CHARLOTTE -- Johnson C. Smith University is taking on a new approach to revitalize the area around campus.
The "Giving Voice to the Northwest Corridor" initiative seeks to better prepare voters for the upcoming election, to put leaders in power who can make significant change.
"There's a global problem. You have a gap between your politicians and the actual civilians who vote for them,” said Zwelabo Mandela, a JCSU junior who produced a film about the project.
He's also the grandson of civil rights icon Nelson Mandela.
"It's a juxtaposed position,” he said. “As soon as you walk out the door you see the city here, and then you look to your left and there's Beatties Ford Road and it looks like it's eroding and it's really sad.”
For the past few months, the group has been directing residents of all ages to an online survey, asking their definition of a leader and to identify issues they want addressed. On August 31, they will present the findings in a public forum with local candidates.
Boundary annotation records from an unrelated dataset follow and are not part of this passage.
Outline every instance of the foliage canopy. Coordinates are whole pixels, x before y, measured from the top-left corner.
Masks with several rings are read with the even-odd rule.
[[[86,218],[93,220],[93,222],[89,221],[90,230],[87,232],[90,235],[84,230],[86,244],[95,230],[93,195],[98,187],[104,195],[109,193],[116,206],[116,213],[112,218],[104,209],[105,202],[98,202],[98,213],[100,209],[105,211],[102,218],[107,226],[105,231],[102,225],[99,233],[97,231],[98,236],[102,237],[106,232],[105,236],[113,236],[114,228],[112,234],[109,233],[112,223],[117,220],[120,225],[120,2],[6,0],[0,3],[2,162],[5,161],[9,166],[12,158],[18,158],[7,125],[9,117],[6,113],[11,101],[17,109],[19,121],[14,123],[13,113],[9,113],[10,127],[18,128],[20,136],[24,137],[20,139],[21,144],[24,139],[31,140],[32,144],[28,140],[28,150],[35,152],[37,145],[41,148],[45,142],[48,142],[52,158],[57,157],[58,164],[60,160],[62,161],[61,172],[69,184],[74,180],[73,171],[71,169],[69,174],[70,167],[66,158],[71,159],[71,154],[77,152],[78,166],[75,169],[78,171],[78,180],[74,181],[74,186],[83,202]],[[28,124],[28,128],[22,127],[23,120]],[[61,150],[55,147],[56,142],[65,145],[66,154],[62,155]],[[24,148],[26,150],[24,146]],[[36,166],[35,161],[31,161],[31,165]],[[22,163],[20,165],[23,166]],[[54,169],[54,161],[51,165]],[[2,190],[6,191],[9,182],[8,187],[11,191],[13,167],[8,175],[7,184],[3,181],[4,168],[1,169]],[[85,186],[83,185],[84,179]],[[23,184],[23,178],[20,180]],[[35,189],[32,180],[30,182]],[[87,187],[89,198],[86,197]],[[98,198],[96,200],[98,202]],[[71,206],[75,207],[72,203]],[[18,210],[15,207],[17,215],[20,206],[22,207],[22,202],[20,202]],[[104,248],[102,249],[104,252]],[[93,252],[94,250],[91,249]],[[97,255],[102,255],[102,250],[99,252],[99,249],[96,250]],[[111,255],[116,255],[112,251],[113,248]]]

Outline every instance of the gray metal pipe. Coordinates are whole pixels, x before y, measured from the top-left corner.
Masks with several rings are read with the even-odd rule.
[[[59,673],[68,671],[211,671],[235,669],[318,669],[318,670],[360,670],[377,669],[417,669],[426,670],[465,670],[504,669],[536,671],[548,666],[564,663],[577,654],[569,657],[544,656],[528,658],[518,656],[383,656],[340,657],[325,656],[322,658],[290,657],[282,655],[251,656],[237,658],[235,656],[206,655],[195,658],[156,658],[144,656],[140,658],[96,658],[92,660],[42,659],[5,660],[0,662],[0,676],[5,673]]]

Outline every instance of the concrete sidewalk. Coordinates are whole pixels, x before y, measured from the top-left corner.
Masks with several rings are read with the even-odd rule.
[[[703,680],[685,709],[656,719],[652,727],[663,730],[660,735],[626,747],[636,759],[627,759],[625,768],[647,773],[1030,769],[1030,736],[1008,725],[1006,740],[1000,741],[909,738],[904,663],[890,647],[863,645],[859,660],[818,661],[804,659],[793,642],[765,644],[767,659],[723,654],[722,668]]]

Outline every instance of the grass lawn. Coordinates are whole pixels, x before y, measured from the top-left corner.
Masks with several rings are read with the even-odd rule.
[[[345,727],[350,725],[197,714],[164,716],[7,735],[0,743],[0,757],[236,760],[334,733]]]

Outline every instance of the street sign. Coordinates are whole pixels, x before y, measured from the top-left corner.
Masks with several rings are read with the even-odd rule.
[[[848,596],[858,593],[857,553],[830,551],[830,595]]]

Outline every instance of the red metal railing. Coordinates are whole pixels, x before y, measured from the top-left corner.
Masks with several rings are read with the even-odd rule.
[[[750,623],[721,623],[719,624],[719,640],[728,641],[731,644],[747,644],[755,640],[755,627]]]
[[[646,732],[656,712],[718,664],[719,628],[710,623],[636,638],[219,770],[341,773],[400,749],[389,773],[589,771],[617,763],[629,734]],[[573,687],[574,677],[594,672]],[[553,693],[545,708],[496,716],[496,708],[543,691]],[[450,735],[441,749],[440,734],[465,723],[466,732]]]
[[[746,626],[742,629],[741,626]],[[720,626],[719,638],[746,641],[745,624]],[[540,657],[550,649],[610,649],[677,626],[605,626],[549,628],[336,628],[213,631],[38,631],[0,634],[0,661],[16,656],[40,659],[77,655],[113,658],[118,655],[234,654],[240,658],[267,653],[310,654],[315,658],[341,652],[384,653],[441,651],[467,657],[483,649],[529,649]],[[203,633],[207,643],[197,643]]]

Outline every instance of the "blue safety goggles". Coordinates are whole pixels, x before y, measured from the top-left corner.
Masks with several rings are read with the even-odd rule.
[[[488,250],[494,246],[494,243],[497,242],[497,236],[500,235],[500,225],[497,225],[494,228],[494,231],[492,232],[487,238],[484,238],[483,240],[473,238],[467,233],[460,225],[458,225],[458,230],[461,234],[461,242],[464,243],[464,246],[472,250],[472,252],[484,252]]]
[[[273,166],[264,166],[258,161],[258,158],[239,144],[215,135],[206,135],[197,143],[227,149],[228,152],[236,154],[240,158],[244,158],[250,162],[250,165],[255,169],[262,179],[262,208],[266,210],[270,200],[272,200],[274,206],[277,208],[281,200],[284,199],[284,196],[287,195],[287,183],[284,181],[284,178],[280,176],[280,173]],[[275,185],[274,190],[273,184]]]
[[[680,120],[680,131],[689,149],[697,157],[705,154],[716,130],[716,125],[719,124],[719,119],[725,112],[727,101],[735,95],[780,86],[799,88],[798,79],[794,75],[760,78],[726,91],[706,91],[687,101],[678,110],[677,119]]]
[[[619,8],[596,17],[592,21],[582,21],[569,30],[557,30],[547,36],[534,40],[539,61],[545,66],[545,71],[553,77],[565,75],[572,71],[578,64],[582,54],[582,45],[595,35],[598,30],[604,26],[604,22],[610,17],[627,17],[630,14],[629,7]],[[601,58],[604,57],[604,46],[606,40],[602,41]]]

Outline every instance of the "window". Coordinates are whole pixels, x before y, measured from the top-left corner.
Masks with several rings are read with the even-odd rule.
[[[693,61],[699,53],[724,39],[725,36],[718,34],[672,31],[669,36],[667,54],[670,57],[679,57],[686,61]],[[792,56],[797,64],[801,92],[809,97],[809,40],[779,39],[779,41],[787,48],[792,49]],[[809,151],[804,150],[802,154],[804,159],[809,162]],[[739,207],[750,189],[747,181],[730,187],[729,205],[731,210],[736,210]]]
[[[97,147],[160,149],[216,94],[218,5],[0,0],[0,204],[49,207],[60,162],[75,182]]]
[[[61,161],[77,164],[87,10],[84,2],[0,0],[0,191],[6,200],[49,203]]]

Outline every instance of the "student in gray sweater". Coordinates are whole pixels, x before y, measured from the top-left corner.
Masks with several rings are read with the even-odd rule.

It will run 8 a.m. to noon at Biddle Hall.
"You see a lot of mixed generations in the same room, talking about the same thing and that is more shocking than anything that could have been said because this problem has consistently jumped generations,” said Mandela.
He says he can't discuss his grandfather's health for security reasons, simply saying the family is optimistic about his condition.
"I see who Nelson Mandela is to the rest of the world but when I'm just talking about my grandfather, removing the titles and all the work that he's done, there's basically what he's instilled in my life and that's a hard work ethic as it pertains to education,” said Zwelabo.